Coinfection is usually acute, and will resolve by itself. Superinfection has the possibility of being more serious. With superinfections, mild cirrhosis from hepatitis B can become severe and become progressive cirrhosis. Some cases will lead to fulminant hepatitis.
The highest rates of infection occur in regions where low standards of sanitation promote the transmission of the virus. Epidemics of hepatitis E have been reported in Central and South-East Asia, North and West Africa, and in Mexico, especially where faecal contamination of drinking water is common. However, sporadic cases of hepatitis E have also been reported elsewhere and serological surveys suggest a global distribution of strains of hepatitis E of low pathogenicity. hepatitis E is responsible for up to 70% of acute hepatitis cases in countries such as Saudi Arabia, Vietnam, Indonesia, Malaysia, and Nepal.

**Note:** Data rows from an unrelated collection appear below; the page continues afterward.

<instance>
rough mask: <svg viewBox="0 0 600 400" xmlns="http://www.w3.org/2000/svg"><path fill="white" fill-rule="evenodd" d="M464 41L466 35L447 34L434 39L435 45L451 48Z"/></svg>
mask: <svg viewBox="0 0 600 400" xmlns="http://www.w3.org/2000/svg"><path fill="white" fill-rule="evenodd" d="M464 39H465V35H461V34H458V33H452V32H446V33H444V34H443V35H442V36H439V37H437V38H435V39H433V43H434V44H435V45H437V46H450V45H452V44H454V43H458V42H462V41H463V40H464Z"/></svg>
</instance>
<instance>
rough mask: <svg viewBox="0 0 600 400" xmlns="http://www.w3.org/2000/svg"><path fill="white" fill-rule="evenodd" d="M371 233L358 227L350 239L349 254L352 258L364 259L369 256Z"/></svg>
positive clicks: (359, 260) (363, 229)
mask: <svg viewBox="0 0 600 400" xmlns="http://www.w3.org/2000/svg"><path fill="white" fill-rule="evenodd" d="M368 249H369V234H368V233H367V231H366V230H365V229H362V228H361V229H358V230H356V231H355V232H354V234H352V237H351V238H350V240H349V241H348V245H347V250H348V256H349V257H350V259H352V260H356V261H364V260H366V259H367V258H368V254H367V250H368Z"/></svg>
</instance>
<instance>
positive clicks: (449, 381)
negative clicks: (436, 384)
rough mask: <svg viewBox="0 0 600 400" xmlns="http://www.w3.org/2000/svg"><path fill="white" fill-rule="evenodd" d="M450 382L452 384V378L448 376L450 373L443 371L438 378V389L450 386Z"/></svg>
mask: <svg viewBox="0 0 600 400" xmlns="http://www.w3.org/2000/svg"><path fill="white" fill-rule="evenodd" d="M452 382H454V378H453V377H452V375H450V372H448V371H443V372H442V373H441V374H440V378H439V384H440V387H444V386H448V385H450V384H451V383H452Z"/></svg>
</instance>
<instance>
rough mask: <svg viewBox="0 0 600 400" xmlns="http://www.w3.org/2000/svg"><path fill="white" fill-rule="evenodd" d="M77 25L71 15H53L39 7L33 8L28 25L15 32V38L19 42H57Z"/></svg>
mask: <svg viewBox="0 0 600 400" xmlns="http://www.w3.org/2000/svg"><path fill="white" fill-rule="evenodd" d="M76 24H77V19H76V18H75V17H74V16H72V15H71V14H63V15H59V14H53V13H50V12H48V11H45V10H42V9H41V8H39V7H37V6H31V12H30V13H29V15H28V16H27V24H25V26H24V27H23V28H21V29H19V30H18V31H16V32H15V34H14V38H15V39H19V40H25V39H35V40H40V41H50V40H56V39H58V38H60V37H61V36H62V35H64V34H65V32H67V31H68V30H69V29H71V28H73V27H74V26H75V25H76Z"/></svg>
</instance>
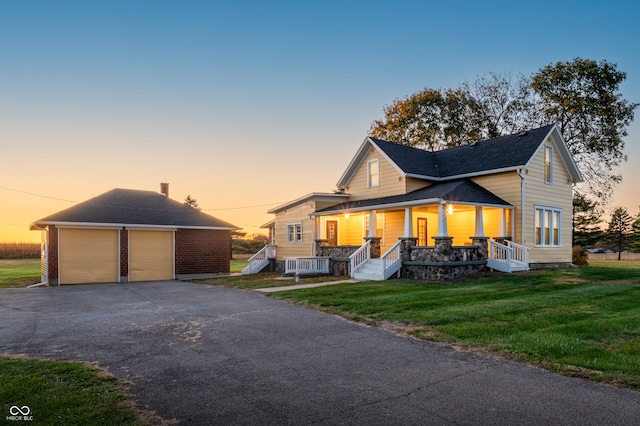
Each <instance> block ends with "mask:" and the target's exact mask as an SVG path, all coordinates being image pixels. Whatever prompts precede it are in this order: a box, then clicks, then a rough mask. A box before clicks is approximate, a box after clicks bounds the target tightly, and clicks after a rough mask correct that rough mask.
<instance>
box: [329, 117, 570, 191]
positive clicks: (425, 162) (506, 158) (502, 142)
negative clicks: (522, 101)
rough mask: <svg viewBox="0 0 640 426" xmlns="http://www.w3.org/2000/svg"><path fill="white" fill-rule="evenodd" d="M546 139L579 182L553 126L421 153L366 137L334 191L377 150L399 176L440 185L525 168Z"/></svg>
mask: <svg viewBox="0 0 640 426" xmlns="http://www.w3.org/2000/svg"><path fill="white" fill-rule="evenodd" d="M548 137H551V138H552V140H553V141H554V143H555V145H556V147H557V150H558V152H559V154H560V157H561V158H562V160H563V163H564V165H565V167H566V168H567V171H568V172H569V175H570V176H571V178H572V179H573V180H574V181H575V182H581V181H582V176H581V175H580V171H579V170H578V168H577V167H576V164H575V162H574V161H573V157H572V155H571V153H570V152H569V149H568V147H567V144H566V142H565V141H564V138H563V137H562V135H561V134H560V131H559V130H558V128H557V126H556V125H555V124H551V125H548V126H544V127H540V128H537V129H533V130H528V131H524V132H519V133H514V134H512V135H507V136H500V137H497V138H493V139H488V140H485V141H482V142H475V143H471V144H468V145H462V146H458V147H454V148H449V149H444V150H441V151H425V150H422V149H418V148H413V147H408V146H405V145H400V144H397V143H394V142H389V141H385V140H382V139H376V138H373V137H368V138H367V139H365V141H364V142H363V144H362V145H361V146H360V149H359V150H358V152H357V153H356V156H355V157H354V158H353V160H352V161H351V163H350V164H349V166H348V167H347V170H346V171H345V172H344V174H343V175H342V177H341V178H340V181H338V187H344V186H347V185H348V183H349V181H350V180H351V178H352V177H353V175H354V174H355V172H356V170H357V169H358V167H359V166H360V164H361V163H362V161H363V160H364V158H365V156H366V155H367V154H368V153H369V152H370V150H371V149H377V150H378V151H379V152H380V153H381V154H382V155H383V156H384V157H385V158H386V159H387V160H388V161H389V162H390V163H391V164H392V165H393V166H394V167H395V168H396V169H397V170H398V172H399V173H400V174H402V175H403V176H407V177H415V178H419V179H427V180H434V181H444V180H449V179H459V178H463V177H470V176H479V175H483V174H489V173H497V172H502V171H510V170H517V169H519V168H523V167H527V166H528V164H529V162H530V161H531V159H532V158H533V156H534V155H535V153H536V152H537V151H538V149H540V146H541V145H542V143H543V142H544V141H545V140H547V138H548Z"/></svg>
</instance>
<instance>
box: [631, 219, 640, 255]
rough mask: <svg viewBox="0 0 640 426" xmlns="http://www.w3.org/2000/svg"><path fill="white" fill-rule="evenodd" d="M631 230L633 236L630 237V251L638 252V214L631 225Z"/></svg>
mask: <svg viewBox="0 0 640 426" xmlns="http://www.w3.org/2000/svg"><path fill="white" fill-rule="evenodd" d="M631 228H632V229H633V235H632V236H631V251H632V252H634V253H638V252H640V213H638V215H637V216H636V217H635V220H634V221H633V223H632V224H631Z"/></svg>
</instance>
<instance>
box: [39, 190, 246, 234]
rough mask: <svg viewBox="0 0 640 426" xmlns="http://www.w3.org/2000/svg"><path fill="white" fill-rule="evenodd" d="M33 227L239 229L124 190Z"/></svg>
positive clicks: (176, 203) (218, 221) (146, 196)
mask: <svg viewBox="0 0 640 426" xmlns="http://www.w3.org/2000/svg"><path fill="white" fill-rule="evenodd" d="M33 225H36V226H43V225H58V226H65V225H66V226H98V227H100V226H118V227H125V226H130V227H131V226H139V227H156V228H197V229H229V230H232V229H239V228H238V227H237V226H234V225H231V224H230V223H227V222H225V221H223V220H220V219H217V218H215V217H213V216H210V215H208V214H206V213H203V212H201V211H198V210H196V209H194V208H192V207H189V206H187V205H185V204H182V203H180V202H178V201H175V200H172V199H170V198H168V197H166V196H164V195H162V194H159V193H157V192H153V191H138V190H133V189H120V188H116V189H112V190H111V191H108V192H105V193H104V194H102V195H98V196H97V197H94V198H91V199H89V200H87V201H84V202H82V203H79V204H76V205H75V206H73V207H70V208H68V209H65V210H62V211H59V212H57V213H54V214H52V215H49V216H47V217H45V218H42V219H40V220H38V221H36V222H35V223H34V224H33ZM33 225H32V228H33V227H34V226H33Z"/></svg>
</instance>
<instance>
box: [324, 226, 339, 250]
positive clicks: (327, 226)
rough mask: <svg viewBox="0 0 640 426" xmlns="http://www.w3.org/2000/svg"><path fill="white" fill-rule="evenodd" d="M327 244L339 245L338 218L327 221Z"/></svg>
mask: <svg viewBox="0 0 640 426" xmlns="http://www.w3.org/2000/svg"><path fill="white" fill-rule="evenodd" d="M326 235H327V245H328V246H337V245H338V221H337V220H328V221H327V234H326Z"/></svg>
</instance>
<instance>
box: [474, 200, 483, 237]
mask: <svg viewBox="0 0 640 426" xmlns="http://www.w3.org/2000/svg"><path fill="white" fill-rule="evenodd" d="M474 237H484V218H483V217H482V206H476V233H475V235H474Z"/></svg>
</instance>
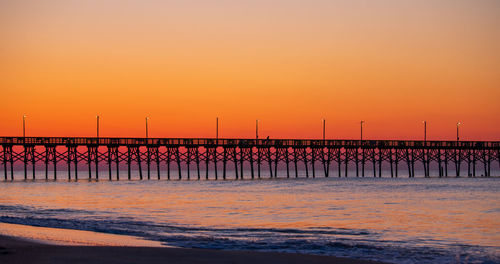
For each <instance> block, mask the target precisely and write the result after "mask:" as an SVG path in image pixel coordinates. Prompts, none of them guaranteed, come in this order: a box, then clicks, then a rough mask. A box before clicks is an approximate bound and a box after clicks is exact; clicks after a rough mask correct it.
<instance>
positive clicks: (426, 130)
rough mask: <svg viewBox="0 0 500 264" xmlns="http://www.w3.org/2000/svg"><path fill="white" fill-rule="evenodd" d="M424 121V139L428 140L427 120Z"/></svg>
mask: <svg viewBox="0 0 500 264" xmlns="http://www.w3.org/2000/svg"><path fill="white" fill-rule="evenodd" d="M422 123H424V141H427V121H425V120H424V121H422Z"/></svg>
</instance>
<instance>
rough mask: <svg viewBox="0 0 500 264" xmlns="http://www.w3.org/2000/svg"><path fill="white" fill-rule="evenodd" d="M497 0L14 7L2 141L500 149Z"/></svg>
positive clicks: (39, 5)
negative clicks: (435, 145)
mask: <svg viewBox="0 0 500 264" xmlns="http://www.w3.org/2000/svg"><path fill="white" fill-rule="evenodd" d="M499 14H500V2H497V1H418V2H417V1H415V2H412V3H411V2H409V1H345V2H340V1H284V0H283V1H278V0H275V1H246V2H241V1H153V0H148V1H1V2H0V34H1V36H2V41H1V42H0V77H1V78H0V89H1V92H2V102H1V105H2V106H1V108H0V109H1V110H2V111H0V135H2V136H15V135H22V116H23V114H26V115H27V116H28V117H27V127H26V129H27V132H26V135H27V136H94V135H95V131H96V129H95V123H96V120H95V117H96V115H99V116H100V117H101V128H100V134H101V136H103V137H119V136H122V137H143V136H144V134H145V132H144V130H145V125H144V121H145V117H146V116H149V117H150V118H151V119H150V120H149V136H150V137H215V118H216V117H219V118H220V128H219V136H220V137H244V138H245V137H246V138H253V137H254V136H255V120H256V119H259V120H260V121H259V130H260V132H259V134H260V135H261V137H266V136H270V137H272V138H321V137H322V121H321V120H322V118H325V119H326V120H327V121H326V127H327V129H326V137H327V138H358V137H359V121H360V120H364V121H366V123H365V124H364V125H363V126H364V127H363V129H364V131H363V137H364V138H366V139H396V138H397V139H423V129H424V128H423V124H422V120H426V121H427V126H428V127H427V138H428V140H434V139H436V140H437V139H443V140H454V139H455V135H456V123H457V122H459V121H460V122H462V123H463V125H461V127H460V133H461V135H460V137H461V139H463V140H500V137H499V135H500V104H499V98H500V48H499V47H500V19H498V17H499Z"/></svg>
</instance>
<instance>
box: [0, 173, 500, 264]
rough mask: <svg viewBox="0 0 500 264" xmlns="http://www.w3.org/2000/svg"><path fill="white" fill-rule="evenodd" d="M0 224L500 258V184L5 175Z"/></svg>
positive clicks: (397, 259) (298, 246)
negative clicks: (87, 179) (16, 176)
mask: <svg viewBox="0 0 500 264" xmlns="http://www.w3.org/2000/svg"><path fill="white" fill-rule="evenodd" d="M16 173H17V172H16ZM134 173H135V174H137V172H136V171H135V172H134ZM135 174H134V178H137V177H136V176H137V175H135ZM247 175H248V174H247ZM16 176H17V175H16ZM17 178H22V176H20V177H19V176H17ZM0 222H4V223H14V224H24V225H32V226H43V227H56V228H64V229H77V230H89V231H97V232H105V233H113V234H125V235H132V236H137V237H142V238H145V239H147V240H154V241H160V242H161V243H163V244H164V245H168V246H176V247H186V248H209V249H223V250H259V251H280V252H300V253H306V254H318V255H333V256H345V257H354V258H359V259H369V260H380V261H387V262H392V263H500V179H499V178H451V177H450V178H431V179H426V178H410V179H409V178H372V177H365V178H361V177H360V178H356V177H351V178H344V177H342V178H338V177H331V176H330V177H328V178H324V177H317V178H314V179H313V178H308V179H305V178H299V179H295V178H291V179H255V180H250V179H245V180H225V181H224V180H217V181H215V180H208V181H207V180H200V181H198V180H193V179H191V180H189V181H188V180H180V181H179V180H173V179H172V180H170V181H168V180H164V179H162V180H160V181H158V180H143V181H138V180H132V181H128V180H121V181H108V180H100V181H95V180H93V181H88V180H82V179H80V180H79V181H77V182H75V181H70V182H68V181H65V180H58V181H50V180H49V181H45V180H36V181H30V180H28V181H20V180H16V181H13V182H10V181H3V180H2V181H0Z"/></svg>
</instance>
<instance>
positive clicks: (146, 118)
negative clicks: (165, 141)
mask: <svg viewBox="0 0 500 264" xmlns="http://www.w3.org/2000/svg"><path fill="white" fill-rule="evenodd" d="M148 120H149V117H147V116H146V139H148Z"/></svg>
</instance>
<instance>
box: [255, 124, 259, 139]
mask: <svg viewBox="0 0 500 264" xmlns="http://www.w3.org/2000/svg"><path fill="white" fill-rule="evenodd" d="M255 139H257V140H258V139H259V119H257V120H255Z"/></svg>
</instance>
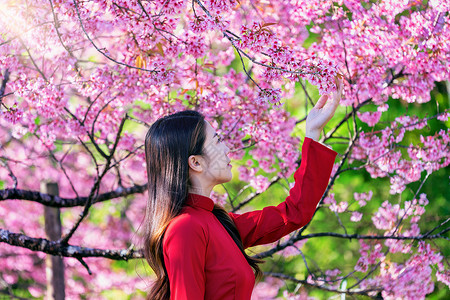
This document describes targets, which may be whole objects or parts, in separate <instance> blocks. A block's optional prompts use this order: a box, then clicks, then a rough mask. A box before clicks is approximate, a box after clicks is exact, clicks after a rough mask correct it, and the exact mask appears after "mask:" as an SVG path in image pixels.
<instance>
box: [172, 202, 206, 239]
mask: <svg viewBox="0 0 450 300" xmlns="http://www.w3.org/2000/svg"><path fill="white" fill-rule="evenodd" d="M193 236H197V237H203V238H206V237H207V223H206V222H204V220H203V219H202V218H200V216H198V215H197V214H195V213H192V212H191V211H190V210H189V209H183V211H182V212H181V213H180V214H179V215H178V216H176V217H175V218H173V219H172V221H170V223H169V225H168V226H167V229H166V233H165V235H164V243H166V242H167V241H169V240H172V239H173V238H175V239H191V238H192V237H193Z"/></svg>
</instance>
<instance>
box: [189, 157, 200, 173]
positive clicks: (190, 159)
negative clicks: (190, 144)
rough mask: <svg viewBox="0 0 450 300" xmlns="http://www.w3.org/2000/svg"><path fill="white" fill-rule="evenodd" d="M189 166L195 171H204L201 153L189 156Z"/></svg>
mask: <svg viewBox="0 0 450 300" xmlns="http://www.w3.org/2000/svg"><path fill="white" fill-rule="evenodd" d="M188 164H189V168H190V169H192V170H193V171H195V172H202V171H203V166H202V162H201V157H200V155H191V156H189V158H188Z"/></svg>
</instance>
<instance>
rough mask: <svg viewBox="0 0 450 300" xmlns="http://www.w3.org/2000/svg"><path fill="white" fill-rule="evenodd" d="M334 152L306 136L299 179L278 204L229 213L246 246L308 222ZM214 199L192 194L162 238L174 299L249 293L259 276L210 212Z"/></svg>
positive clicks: (249, 292) (302, 155) (289, 229)
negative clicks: (259, 207) (237, 212)
mask: <svg viewBox="0 0 450 300" xmlns="http://www.w3.org/2000/svg"><path fill="white" fill-rule="evenodd" d="M335 157H336V152H334V151H333V150H331V149H329V148H327V147H326V146H324V145H322V144H320V143H317V142H315V141H313V140H311V139H309V138H305V140H304V143H303V147H302V162H301V164H300V167H299V169H298V170H297V171H296V172H295V174H294V179H295V185H294V187H293V188H292V189H291V190H290V191H289V196H288V197H287V198H286V200H285V201H284V202H282V203H280V204H279V205H278V206H269V207H266V208H264V209H262V210H259V211H252V212H248V213H244V214H240V215H239V214H233V213H230V216H231V218H232V219H233V220H234V222H235V224H236V227H237V228H238V230H239V233H240V235H241V238H242V240H243V243H244V246H245V248H247V247H251V246H255V245H261V244H266V243H270V242H274V241H276V240H278V239H280V238H282V237H283V236H285V235H287V234H289V233H290V232H292V231H294V230H296V229H299V228H300V227H302V226H304V225H306V224H307V223H308V222H309V221H310V220H311V218H312V215H313V214H314V211H315V209H316V206H317V203H318V202H319V200H320V198H321V197H322V195H323V193H324V191H325V188H326V186H327V184H328V180H329V177H330V174H331V170H332V168H333V163H334V159H335ZM213 207H214V202H213V201H212V200H211V199H210V198H208V197H204V196H200V195H195V194H189V197H188V199H187V202H186V206H185V207H184V208H183V210H182V212H181V214H180V215H178V216H177V217H176V218H174V219H173V220H172V221H171V222H170V224H169V226H168V227H167V230H166V233H165V235H164V239H163V251H164V263H165V266H166V270H167V274H168V276H169V282H170V294H171V299H172V300H184V299H189V300H196V299H239V300H249V299H250V298H251V294H252V290H253V286H254V284H255V277H254V275H253V270H252V268H251V267H250V266H249V264H248V263H247V261H246V260H245V258H244V256H243V255H242V253H241V252H240V251H239V248H238V247H237V246H236V244H235V243H234V241H233V239H232V238H231V237H230V235H229V234H228V232H227V231H226V230H225V228H224V227H223V226H222V224H220V222H219V221H218V220H217V218H216V217H215V216H214V215H213V214H212V209H213Z"/></svg>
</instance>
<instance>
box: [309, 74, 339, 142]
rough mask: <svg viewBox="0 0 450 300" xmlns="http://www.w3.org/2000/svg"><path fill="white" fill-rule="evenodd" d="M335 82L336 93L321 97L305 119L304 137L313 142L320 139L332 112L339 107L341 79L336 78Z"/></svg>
mask: <svg viewBox="0 0 450 300" xmlns="http://www.w3.org/2000/svg"><path fill="white" fill-rule="evenodd" d="M335 82H336V91H335V92H333V93H332V94H331V95H323V96H322V97H320V98H319V100H318V101H317V103H316V105H315V106H314V107H313V109H312V110H311V111H310V112H309V114H308V117H307V118H306V137H309V138H311V139H313V140H315V141H317V140H318V139H319V138H320V132H321V131H322V130H323V128H324V127H325V125H326V124H327V123H328V121H330V119H331V118H332V117H333V115H334V112H335V111H336V108H337V107H338V105H339V101H340V100H341V94H342V88H343V83H342V79H339V78H337V77H336V79H335ZM331 98H332V99H331ZM329 100H331V101H329Z"/></svg>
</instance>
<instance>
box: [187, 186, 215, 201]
mask: <svg viewBox="0 0 450 300" xmlns="http://www.w3.org/2000/svg"><path fill="white" fill-rule="evenodd" d="M211 191H212V189H210V188H201V187H194V186H190V187H189V190H188V192H189V193H190V194H197V195H201V196H205V197H208V198H209V197H210V196H211Z"/></svg>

Hepatitis E is a viral disease, and as such, antibiotics are of no value in the treatment of the infection. There is no hyperimmune E globulin available for pre- or post-exposure prophylaxis. HEV infections are usually self-limited, and hospitalization is generally not required. No available therapy is capable of altering the course of acute infection.As no specific therapy is capable of altering the course of acute hepatitis E infection, prevention is the most effective approach against the disease. Hospitalization is required for fulminant hepatitis and should be considered for infected pregnant women. For travelers to highly endemic areas, the usual elementary food hygiene precautions are recommended. These include avoiding drinking water and/or ice of unknown purity and eating uncooked shellfish, uncooked fruits or vegetables that are not peeled or prepared by the traveler.